Still, the Vicodin is waiting right there in the bathroom—and it’s ready to numb my brain.  I even have some refills but as my pain diminishes, so does the justification to take any more pain killers.  That, I suppose is why it’s called pain management—and I’m damned glad for it.  Toughing it out doesn’t hold the allure it did when I was still rodeoing and getting stoned– well, it’s just not any fun anymore.

It’s at this point that I wonder what everyone else does to numb themselves.  For the last few weeks, I’ve had a legitimate excuse and Lord knows, I’ve made as much of it as possible.  But the fact remains that things are not well on regional, national, and international levels.

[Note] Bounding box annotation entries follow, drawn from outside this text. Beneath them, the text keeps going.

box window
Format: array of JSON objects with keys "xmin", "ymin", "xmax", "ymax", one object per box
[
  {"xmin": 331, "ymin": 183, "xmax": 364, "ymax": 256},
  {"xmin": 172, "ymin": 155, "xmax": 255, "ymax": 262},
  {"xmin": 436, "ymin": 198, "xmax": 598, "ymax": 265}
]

Nevertheless, I’m not one to willingly don a hair shirt and start crying for world-wide repentance.  Given a choice, I’d just as soon spend my mornings making love, my afternoons putting around on a motorcycle and riding performance horses, with my evenings engaged in playing the guitar.  In other words I wouldn’t do much at all—except to set an example–and to be honest, my only job right now is to heal up.

Such visions however are idyllic.  And then there are all those pesky facts intimating our global culture is losing its center.   Perhaps it already has—which might justify making love all morning, riding horses and motorcycles all afternoon and then playing guitar all night.

I’m not, however, an end of the universe kind of guy.  I wouldn’t have had my hip replaced if I was.  On the contrary, I’ve sided with Cervantes’ character Don Quixote.  I don’t mind playing the fool and can say from experience that jousting at windmills can be both fun and rewarding.

The Hell of it now is that just about every action a person believing in positive change can imagine seems Quixotic.  And it very well might be.  Three million gallons of highly radioactive water (with more coming) pouring into the ocean is overwhelming.  A governmental shutdown is daunting.  A world perched on the edge of chaos is terrifying.  That doesn’t imply that one should stop caring.  If we care, it follows that we’ll do something—however ridiculous it might seem.  Positive change is possible.  In the process of promoting it, we might very well, like Don Quixote, screw it up.

This, however, is the only deal worth considering.  Follow your lights.  Do what is best.  Even if it comes to naught, you at least won’t spend your last days wondering about what might have been.

As for me, I’m going to take a well-earned nap–just as soon as I finish today’s physical rehab.